You are the feature team lead. You coordinate the team — you do not write code
and you do not review code.

**Responsibilities:** assign work to `feature-team-developer` and
`feature-team-reviewer`, manage state transitions, surface blockers to the user.

...

**Prefix every message** with the current state emoji and name:

| State       | Prefix                            |
| ----------- | --------------------------------- |
| SPAWN       | 🟣 LEAD: SPAWN                    |
| PLANNING    | ⚪ LEAD: PLANNING                 |
| RESPAWN     | 🔄 LEAD: RESPAWN                  |
| DEVELOPING  | 🔨 LEAD: DEVELOPING (Iteration N) |
| REVIEWING   | 📋 LEAD: REVIEWING                |
| COMMITTING  | 💾 LEAD: COMMITTING               |
| CR_REVIEW   | 🐰 LEAD: CR_REVIEW                |
| PR_CREATION | 🚀 LEAD: PR_CREATION              |
| FEEDBACK    | 💬 LEAD: FEEDBACK                 |
| BLOCKED     | ⚠️ LEAD: BLOCKED                  |
| COMPLETE    | ✅ LEAD: COMPLETE                 |

...

Two important things to keep in mind:

If you’re using Claude Code agent teams, when you tell the team lead to assign work to the feature-team-developer it will look for a subagent with that name in .claude/agents so ensure the file exists
As mentioned before: there is no need to bloat the system prompt of the agents with the full state machine and all rules. Your hooks can inject the relevant information after each state transition so the agent only knows what it needs to know for the current state

And one useful tip: the reason I tell the team lead to prefix every message is so that I know it hasn’t forgotten its identity. The hooks will check every message, and if the prefix is not there it will re-inject the identity instructions back into the team lead (this happens after compaction).

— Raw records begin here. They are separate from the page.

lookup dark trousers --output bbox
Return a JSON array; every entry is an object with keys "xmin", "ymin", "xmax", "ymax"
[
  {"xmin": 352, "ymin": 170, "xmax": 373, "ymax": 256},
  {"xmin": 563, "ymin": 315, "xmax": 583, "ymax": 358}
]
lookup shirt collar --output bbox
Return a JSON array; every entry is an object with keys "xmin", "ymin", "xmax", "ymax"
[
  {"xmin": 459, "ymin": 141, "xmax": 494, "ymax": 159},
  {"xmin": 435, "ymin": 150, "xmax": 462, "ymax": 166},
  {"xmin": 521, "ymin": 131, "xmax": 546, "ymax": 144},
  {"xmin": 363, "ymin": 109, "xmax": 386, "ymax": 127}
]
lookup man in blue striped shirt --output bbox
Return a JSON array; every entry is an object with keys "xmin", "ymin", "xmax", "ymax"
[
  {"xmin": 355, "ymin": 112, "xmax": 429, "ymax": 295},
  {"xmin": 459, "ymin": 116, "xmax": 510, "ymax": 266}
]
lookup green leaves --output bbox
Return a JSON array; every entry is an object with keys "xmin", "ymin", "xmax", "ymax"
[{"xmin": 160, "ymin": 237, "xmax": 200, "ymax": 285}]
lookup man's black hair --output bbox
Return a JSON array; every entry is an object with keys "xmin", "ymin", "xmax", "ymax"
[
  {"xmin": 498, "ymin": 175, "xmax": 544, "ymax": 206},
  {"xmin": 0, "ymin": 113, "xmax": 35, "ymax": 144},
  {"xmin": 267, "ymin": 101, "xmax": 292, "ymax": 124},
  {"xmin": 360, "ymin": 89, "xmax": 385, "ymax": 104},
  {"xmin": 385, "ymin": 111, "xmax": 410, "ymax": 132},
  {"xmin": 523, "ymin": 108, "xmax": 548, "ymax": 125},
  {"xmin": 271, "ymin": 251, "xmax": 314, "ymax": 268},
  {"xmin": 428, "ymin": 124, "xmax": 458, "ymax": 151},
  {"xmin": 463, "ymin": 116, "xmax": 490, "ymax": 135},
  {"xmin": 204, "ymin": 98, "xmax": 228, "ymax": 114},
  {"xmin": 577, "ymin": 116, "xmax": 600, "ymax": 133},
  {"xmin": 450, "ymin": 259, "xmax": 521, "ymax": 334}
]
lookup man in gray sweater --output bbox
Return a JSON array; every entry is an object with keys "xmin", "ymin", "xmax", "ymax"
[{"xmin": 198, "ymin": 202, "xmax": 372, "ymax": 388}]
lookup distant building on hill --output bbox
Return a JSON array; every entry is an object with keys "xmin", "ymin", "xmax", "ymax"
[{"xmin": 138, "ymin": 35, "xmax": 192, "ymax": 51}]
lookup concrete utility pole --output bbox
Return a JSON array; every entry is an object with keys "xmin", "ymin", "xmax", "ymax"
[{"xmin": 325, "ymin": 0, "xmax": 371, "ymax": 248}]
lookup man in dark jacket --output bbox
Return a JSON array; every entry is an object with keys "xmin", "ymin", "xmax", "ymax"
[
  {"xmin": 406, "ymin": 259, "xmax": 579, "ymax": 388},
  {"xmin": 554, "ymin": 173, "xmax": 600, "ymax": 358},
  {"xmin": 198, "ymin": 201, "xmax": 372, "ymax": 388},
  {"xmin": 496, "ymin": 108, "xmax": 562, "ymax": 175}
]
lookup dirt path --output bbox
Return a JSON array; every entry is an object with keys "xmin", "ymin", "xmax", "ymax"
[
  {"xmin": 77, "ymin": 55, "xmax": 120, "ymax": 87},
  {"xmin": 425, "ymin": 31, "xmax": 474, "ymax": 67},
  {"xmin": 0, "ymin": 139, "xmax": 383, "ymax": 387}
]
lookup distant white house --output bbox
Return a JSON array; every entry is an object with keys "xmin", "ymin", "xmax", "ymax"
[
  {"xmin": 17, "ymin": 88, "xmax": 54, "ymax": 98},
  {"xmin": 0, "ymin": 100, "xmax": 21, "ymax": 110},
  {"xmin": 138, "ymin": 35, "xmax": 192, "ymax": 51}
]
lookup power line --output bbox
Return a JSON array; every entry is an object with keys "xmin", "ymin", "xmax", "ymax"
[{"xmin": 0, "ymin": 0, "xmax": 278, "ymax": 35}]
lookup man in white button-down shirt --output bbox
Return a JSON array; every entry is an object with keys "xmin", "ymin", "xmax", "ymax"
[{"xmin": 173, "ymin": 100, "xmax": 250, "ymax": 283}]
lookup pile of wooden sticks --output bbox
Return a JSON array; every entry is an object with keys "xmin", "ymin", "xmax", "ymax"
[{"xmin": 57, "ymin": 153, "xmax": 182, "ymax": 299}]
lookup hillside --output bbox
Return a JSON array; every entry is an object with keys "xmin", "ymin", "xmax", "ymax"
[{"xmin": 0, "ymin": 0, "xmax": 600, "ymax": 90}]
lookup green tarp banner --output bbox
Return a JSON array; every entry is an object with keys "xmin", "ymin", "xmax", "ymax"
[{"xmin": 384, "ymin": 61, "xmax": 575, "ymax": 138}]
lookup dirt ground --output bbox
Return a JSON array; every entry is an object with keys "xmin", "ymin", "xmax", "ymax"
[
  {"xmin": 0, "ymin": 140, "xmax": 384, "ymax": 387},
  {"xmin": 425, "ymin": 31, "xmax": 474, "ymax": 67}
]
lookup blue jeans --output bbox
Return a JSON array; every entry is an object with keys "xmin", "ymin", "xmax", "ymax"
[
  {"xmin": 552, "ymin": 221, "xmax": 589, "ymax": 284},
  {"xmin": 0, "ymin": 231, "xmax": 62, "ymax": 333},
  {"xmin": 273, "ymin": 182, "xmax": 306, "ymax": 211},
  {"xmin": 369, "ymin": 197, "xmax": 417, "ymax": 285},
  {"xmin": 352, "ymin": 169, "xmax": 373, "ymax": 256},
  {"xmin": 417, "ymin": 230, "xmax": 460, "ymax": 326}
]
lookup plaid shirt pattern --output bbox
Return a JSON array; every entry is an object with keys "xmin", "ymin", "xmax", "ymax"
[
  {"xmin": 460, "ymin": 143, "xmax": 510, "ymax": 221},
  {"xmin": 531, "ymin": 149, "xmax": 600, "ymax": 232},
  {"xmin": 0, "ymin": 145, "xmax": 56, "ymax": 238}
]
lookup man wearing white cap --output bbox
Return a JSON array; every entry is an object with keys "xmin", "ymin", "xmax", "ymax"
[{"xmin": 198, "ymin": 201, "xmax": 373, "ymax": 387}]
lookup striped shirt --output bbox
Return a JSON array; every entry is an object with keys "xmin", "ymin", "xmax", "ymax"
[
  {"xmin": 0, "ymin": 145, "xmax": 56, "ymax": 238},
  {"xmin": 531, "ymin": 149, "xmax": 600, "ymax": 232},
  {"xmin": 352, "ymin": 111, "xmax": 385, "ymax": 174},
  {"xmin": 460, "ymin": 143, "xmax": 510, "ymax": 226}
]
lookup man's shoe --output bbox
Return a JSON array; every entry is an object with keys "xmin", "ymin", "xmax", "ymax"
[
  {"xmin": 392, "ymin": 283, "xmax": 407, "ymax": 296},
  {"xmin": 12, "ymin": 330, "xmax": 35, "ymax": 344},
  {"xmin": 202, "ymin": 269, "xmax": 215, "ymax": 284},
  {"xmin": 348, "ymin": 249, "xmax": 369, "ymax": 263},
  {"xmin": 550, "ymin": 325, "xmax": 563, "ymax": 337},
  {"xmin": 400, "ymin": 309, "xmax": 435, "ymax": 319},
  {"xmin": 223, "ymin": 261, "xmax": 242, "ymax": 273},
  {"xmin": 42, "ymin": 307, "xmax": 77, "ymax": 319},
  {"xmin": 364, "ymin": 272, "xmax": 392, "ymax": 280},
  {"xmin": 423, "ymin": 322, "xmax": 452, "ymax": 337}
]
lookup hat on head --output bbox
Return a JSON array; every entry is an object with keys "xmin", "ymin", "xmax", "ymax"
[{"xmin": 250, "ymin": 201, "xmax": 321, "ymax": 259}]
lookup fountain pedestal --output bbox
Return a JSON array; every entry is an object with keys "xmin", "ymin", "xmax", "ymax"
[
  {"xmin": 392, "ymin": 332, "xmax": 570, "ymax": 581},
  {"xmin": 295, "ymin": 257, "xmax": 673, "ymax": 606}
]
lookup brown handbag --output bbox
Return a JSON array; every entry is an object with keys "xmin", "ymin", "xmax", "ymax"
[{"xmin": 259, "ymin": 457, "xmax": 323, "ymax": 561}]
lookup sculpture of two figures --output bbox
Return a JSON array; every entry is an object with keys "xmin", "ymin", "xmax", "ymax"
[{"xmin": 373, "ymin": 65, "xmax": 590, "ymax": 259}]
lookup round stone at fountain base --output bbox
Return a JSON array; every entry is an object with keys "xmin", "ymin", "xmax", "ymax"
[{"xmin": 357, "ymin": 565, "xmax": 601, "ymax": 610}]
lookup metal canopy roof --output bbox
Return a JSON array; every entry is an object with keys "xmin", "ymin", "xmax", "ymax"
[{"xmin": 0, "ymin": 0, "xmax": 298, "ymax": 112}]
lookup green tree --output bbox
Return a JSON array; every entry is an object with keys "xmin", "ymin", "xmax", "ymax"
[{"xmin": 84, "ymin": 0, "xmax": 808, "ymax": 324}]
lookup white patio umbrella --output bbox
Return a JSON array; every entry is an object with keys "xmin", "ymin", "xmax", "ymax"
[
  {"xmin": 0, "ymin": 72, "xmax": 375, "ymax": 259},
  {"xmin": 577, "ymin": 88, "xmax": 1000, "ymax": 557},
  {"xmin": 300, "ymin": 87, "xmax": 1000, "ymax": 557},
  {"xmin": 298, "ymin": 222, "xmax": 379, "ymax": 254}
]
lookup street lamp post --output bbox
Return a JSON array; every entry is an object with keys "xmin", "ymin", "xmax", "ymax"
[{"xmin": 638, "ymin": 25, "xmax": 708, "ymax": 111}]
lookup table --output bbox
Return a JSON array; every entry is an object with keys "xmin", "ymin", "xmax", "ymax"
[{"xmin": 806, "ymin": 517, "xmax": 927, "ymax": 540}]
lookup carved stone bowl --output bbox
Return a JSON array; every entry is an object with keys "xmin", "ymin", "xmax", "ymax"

I’ve been chasing the holy grail of an effective Claude Code workflow (that does all the boring stuff automatically) for over 6 months. I’ve tried various approaches, and this is something I’ve been experimenting with on real projects over the past week.

So I cannot say it’s reliable and I cannot 100% recommend it. However, my initial feeling is that this has a lot of potential. It’s not hard to implement, and you can implement mostly in full code that is 100% tested.

The key thing with this approach, is that every time Claude doesn’t behave how you want it to, you can implement new logic in your workflow to prevent bad behaviours or to enforce certain guardrails or inject content at the right moment to remind the agent how to do its job.

So far, I have not hit a limitation that cannot be solved. There have been lots of issues, but each time, I’ve been able to update the workflow and get Claude to behave how I want it to on the next run. But the problem is, it’s a bit low level and hacky at times.

There are other approaches though. If you are happy with less autonomy, you can simply create Claude Code slash commands for each action and manually invoke them yourself. Or you can just describe the process in a markdown file and hope Claude Code follows it (spoiler: it goes off track a lot and it drives you mad).